S8618 would create an alternative path in state court with no qualified immunity hurdle to clear.
The New York bill is similar to a law recently passed in Colorado.
It remains unclear how the state legal process will play out in practice.
The first question is whether people will actually utilize the state courts instead of the federal process. Under the original constitutional system, it would have never been a federal issue to begin with. Regulation of police powers was clearly delegated to the states, not the federal government. But with the advent of the incorporation doctrine, people reflexively run to federal courts. But by removing the qualified immunity hurdle, it should incentivize people to take advantage of the state system.
The second question is if police officers will be able to have cases removed to federal jurisdiction in order to take advantage of qualified immunity.
State and local law enforcement officers working on joint state/federal task forces will almost certainly will. They are effectively treated as federal agents.
For New York law enforcement officers not operating with a federal task force, it seems unlikely they will be able to remove the case to federal court initially, but that door could open on appeal.

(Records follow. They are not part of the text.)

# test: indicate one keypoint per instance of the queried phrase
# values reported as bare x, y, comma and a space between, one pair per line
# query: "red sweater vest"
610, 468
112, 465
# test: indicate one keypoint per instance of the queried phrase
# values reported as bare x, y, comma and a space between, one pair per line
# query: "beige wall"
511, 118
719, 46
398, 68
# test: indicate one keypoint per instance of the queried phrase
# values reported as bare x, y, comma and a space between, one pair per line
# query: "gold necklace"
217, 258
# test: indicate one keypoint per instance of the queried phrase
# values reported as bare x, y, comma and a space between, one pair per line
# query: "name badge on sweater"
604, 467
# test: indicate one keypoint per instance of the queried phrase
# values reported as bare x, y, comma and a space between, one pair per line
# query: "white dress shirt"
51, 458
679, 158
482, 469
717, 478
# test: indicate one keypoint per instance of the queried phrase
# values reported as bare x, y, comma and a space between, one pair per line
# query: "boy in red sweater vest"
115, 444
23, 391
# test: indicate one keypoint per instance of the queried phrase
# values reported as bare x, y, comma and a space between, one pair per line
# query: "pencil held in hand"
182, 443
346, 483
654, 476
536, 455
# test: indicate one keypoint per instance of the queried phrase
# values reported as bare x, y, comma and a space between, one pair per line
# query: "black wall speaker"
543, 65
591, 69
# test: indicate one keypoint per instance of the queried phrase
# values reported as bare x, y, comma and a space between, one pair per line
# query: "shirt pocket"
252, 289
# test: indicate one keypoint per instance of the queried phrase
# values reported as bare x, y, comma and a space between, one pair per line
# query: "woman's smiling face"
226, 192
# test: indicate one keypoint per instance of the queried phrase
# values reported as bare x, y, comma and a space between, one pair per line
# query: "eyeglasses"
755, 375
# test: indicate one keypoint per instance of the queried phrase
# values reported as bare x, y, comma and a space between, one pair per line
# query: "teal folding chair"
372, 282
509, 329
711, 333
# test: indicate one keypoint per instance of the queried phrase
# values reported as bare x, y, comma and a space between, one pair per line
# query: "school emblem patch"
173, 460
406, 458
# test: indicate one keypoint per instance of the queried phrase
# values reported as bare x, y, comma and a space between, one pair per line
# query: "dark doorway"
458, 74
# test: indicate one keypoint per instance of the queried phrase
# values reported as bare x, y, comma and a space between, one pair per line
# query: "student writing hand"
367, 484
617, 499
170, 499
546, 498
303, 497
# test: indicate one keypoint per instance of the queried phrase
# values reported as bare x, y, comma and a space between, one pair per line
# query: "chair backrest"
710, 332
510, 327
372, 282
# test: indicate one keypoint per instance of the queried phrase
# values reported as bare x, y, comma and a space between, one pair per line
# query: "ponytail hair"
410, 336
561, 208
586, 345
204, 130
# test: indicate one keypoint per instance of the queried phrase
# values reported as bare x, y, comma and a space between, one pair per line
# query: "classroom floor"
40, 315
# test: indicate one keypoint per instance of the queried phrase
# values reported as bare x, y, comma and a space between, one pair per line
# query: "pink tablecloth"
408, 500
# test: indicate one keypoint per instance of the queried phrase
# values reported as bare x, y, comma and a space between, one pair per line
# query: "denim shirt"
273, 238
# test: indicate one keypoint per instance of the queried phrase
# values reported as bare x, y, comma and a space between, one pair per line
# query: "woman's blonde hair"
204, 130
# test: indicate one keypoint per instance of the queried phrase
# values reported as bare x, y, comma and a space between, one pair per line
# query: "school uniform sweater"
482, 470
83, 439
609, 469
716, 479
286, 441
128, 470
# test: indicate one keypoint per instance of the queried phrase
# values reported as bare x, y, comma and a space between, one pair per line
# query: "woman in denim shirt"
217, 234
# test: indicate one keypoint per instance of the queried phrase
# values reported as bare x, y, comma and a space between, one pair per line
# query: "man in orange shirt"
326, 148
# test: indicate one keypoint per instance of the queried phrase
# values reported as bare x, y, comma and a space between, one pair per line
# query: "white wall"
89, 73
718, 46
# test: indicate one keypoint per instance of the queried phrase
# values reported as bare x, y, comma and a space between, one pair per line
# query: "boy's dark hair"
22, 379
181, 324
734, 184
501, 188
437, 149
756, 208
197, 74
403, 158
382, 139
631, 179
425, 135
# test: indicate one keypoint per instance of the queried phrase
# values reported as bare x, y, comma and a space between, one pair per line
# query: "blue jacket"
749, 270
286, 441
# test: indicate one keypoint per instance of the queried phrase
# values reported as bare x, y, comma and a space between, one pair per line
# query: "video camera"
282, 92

One attorney I talked to said that it might be possible for officers to have their case removed to federal court to consider U.S. constitutional ramifications. But he said even then, he thinks federal courts would have to respect the state law prohibiting qualified immunity as a defense. The federal court would likely have to apply the state law as the state intended, even though the federal court might well be able to decide whether or not a U.S. constitutional violation had taken place.
But it is possible that the federal court could simply decide its jurisdiction supersedes state law and hear the case under the federal process, including the application of qualified immunity. Only time will tell how the process will play out in practice. Regardless, the state process will make it more difficult for police to simply side-step civil suits by declaring sovereign immunity up front.
The Supreme Court shows no interest in rolling back its qualified immunity doctrine. In fact, the High Court recently rejected several cases that would have allowed it to revisit the issue. For instance, the SCOTUS let stand an Eleventh Circuit decision granting immunity to a police officer who shot a ten-year-old child in the back of the knee, while repeatedly attempting to shoot a pet dog that wasn’t threatening anyone.
Congress could prohibit qualified immunity. A bill sponsored by Rep. Justin Amash (L-Mich.) and Ayanna Pressley (D-Mass.) would do just that. But it’s a long-shot to pass. Congress does not have a good track recorded on reining in government power.
The best path forward is to bypass the federal system as Colorado has already done and New York is considering.
Other states should follow their lead and create state processes to hold their police officers accountable. With the evolution of qualified immunity, the federal process is an abject failure. As Supreme Court Justice Byron White wrote in the 1986 case Malley v. Briggs, qualified immunity protects “all but the plainly incompetent or those who knowingly violate the law.” Reuters called it “a highly effective shield in thousands of lawsuits seeking to hold cops accountable for using excessive force.”
Attorney and activist Dave Roland called on Missouri to adopt a similar process in an op-ed published by the St. Louis Post-Dispatch.
A consensus has developed — crossing all party and ideological lines — for the proposition that qualified immunity is an evil that should be undone. At the federal level either the Supreme Court or Congress could undo it, but thus far neither has seen fit to act. Justice in Missouri, however, does not need to wait on Washington — the Legislature can and should adopt a Missouri statute that allows citizens to sue government officials who have violated citizens’ constitutional rights.
S8618 was referred to the Senate Rules Committee where it must pass by a majority vote before moving forward in the legislative process.